C-style string parsing

  • Thread starter Christopher Benson-Manica
  • Start date
C

Christopher Benson-Manica

I have a C-style string (null-terminated) that consists of items in one of the
following formats:
14 characters
5 characters space 8 characters
6 characters colon 8 characters
5 characters colon 8 characters

Items are delimited by semicolons or commas. I have to produce a string
delimited only by semicolons and containing items in the first two formats
only. For example,

"AAAAAAAAAAAAAA,AAAAAA:AAAAAAAA;AAAAA AAAAAAAA,AAAAA:AAAAAAAA" ->
"AAAAAAAAAAAAAA;AAAAAAAAAAAAAA;AAAAA AAAAAAAA;AAAAA AAAAAAAA"

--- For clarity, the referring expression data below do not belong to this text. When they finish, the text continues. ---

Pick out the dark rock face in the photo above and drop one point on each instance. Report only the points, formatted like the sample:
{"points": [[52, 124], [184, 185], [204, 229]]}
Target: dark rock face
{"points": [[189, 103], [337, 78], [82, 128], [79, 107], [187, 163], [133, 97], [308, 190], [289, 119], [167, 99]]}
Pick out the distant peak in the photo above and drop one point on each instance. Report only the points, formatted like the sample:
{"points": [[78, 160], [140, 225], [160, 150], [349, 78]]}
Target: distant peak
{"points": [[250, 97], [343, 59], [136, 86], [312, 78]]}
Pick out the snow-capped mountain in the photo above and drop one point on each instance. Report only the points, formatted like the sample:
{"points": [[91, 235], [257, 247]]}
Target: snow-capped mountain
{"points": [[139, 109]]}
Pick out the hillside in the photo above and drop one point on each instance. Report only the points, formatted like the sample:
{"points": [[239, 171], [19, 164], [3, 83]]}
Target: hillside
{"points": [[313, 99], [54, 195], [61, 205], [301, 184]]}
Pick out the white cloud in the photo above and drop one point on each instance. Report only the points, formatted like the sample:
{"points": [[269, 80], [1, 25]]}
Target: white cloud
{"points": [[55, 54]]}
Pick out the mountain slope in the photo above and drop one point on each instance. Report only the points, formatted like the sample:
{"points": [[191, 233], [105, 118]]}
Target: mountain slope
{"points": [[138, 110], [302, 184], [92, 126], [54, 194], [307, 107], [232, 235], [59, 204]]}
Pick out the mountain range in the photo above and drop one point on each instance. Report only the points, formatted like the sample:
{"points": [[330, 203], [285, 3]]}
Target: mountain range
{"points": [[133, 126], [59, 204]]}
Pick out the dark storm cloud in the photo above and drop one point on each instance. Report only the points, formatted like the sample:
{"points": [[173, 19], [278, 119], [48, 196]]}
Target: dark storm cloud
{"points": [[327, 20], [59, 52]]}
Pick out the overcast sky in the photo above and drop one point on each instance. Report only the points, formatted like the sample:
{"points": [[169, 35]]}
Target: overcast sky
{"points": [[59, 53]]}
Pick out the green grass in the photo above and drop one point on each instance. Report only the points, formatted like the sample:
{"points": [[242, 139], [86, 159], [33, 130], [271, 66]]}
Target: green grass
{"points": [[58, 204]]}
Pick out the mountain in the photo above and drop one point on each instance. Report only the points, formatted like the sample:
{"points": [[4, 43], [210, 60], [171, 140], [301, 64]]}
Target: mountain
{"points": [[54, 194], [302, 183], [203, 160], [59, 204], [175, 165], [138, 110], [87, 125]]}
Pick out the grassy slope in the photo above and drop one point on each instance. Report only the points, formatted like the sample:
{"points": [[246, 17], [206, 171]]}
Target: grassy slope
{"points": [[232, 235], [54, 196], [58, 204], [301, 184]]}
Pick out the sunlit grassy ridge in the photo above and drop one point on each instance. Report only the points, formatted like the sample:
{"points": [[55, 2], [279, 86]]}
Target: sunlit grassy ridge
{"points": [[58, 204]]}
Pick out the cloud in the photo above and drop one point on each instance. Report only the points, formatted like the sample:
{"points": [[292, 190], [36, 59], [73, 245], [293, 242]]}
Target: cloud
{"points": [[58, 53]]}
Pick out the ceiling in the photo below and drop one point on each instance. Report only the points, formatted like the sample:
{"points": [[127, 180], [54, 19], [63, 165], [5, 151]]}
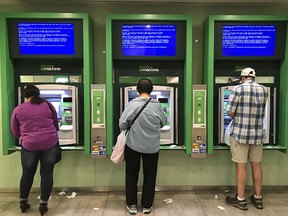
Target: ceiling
{"points": [[9, 2]]}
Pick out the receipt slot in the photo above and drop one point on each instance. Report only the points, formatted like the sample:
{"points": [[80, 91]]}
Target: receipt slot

Posting to comp.lang.c yielded the following:

int myfunc( const char *idlist )
{
int items=0;
char *newstr=(char *)malloc( strlen(idlist)+1 );
if( !newstr ) {
return( -2 );
}
int srcidx=0;
int destidx=0;
int chars=0;

for( ; idlist[srcidx] ; srcidx++ ) {
if( idlist[srcidx] == ':' ) {
if( chars == 5 ) {
newstr[destidx++]=' ';
chars++;
}
else if( chars != 6 )
return( -1 ); // Invalid format
}
}
else if( idlist[srcidx] == ';' || idlist[srcidx] == ',' ) {
if( chars != 14 ) { // Invalid format
return( -1 );
}
newstr[destidx++]=';';
chars=0;
items++;
}
else if( ++chars > 14 ) {
return( -1 );
}
else {
newstr[destidx++]=idlist[srcidx];
}
}
newstr[destidx]='\0';
if( chars == 14 ) {
items++;
}
else if( !items || chars ) { // items == 0 || chars != 0
return( -1 );
}
printf( "The string '%s' has %d items.\n", newstr, items );
/* Call a function using newstr here */
free( newstr );
return( 0 );
}

I'd like to know how to improve this function (specifically, the call to
malloc()) to make it more like typical C++. One thing: Don't tell me to use
std::string's, because it isn't an option (the C++ code at my company uses
C-style strings almost exclusively).
 
?

=?iso-8859-1?Q?Juli=E1n?= Albo

Hello.
return( -1 ); // Invalid format

You can do:

const int INVALID_FORMAT= -1;

And then

return INVALID_FOMAT;

Is auto-commented.
else if( !items || chars ) { // items == 0 || chars != 0

Why comment what you intend to do instead of doing it?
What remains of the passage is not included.